OXACILLIN Drug Interactions: What You Need to Know

Drug Interactions Tetracycline, a bacteriostatic antibiotic, may antagonize the bactericidal effect of penicillin and concurrent use of these drugs should be avoided. Oxacillin blood levels may be increased and prolonged by concurrent administration of probenecid which blocks the renal tubular secretion of penicillins. Probenecid decreases the apparent volume of distribution and slows the rate of excretion by competitively inhibiting renal tubular secretion of penicillins. Oxacillin-probenecid therapy should be limited to those infections where very high serum levels of oxacillin are necessary.

CONTRAINDICATIONS A history of a hypersensitivity (anaphylactic) reaction to any penicillin is a contraindication. Solutions containing dextrose may be contraindicated in patients with known allergy to corn or corn products.

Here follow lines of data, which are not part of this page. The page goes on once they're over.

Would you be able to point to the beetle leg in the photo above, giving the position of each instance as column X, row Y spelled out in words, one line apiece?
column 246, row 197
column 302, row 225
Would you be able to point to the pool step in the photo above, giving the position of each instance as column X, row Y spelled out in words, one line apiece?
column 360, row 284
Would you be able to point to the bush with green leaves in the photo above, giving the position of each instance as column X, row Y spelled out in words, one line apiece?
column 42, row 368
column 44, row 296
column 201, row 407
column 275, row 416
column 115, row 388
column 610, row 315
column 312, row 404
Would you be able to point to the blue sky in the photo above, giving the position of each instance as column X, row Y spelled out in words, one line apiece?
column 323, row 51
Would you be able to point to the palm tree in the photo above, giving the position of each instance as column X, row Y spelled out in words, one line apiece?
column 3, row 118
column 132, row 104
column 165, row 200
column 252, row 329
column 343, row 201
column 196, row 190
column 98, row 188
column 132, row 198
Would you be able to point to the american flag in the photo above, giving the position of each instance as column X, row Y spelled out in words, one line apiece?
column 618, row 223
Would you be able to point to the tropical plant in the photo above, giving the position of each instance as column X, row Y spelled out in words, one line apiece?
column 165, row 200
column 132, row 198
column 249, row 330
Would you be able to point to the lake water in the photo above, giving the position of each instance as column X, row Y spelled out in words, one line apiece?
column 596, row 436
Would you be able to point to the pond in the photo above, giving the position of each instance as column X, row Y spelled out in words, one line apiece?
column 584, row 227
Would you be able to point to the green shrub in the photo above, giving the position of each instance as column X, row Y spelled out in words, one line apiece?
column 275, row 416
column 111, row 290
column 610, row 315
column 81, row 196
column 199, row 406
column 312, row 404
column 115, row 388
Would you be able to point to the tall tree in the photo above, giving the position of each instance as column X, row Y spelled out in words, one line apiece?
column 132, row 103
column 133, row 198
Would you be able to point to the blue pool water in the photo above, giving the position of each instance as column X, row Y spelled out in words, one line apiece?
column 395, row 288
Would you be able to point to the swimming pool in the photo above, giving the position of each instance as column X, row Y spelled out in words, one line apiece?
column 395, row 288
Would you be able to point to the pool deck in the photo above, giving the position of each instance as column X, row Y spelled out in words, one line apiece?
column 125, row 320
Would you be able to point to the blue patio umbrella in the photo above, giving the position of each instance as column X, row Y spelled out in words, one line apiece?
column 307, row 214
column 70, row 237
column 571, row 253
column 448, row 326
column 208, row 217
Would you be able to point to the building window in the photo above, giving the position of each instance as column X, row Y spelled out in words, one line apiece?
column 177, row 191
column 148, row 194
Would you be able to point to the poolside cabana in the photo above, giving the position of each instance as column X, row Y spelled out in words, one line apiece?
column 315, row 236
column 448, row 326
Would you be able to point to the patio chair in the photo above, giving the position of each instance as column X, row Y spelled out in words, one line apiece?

WARNINGS Serious and occasionally fatal hypersensitivity (anaphylactic shock with collapse) reactions have occurred in patients receiving penicillin. The incidence of anaphylactic shock in all penicillin-treated patients is between 0.015 and 0.04 percent. Anaphylactic shock resulting in death has occurred in approximately 0.002 percent of the patients treated. Although anaphylaxis is more frequent following parenteral administration, it has occurred in patients receiving oral penicillins. When penicillin therapy is indicated, it should be initiated only after a comprehensive patient drug and allergy history has been obtained. If an allergic reaction occurs, the drug should be discontinued and the patient should receive supportive treatment, e.g. , artificial maintenance of ventilation, pressor amines, antihistamines, and corticosteroids. Individuals with a history of penicillin hypersensitivity may also experience allergic reactions when treated with a cephalosporin. Clostridium difficile associated diarrhea (CDAD) has been reported with use of nearly all antibacterial agents, including Oxacillin Injection, USP, and may range in severity from mild diarrhea to fatal colitis. Treatment with antibacterial agents alters the normal flora of the colon leading to overgrowth of C. difficile . C. difficile produces toxins A and B which contribute to the development of CDAD. Hypertoxin producing strains of C. difficile cause increased morbidity and mortality, as these infections can be refractory to antimicrobial therapy and may require colectomy. CDAD must be considered in all patients who present with diarrhea following antibiotic use. Careful medical history is necessary since CDAD has been reported to occur over two months after the administration of antibacterial agents. If CDAD is suspected or confirmed, ongoing antibiotic use not directed against C. difficile may need to be discontinued. Appropriate fluid and electrolyte management, protein supplementation, antibiotic treatment of C. difficile , and surgical evaluation should be instituted as clinically indicated.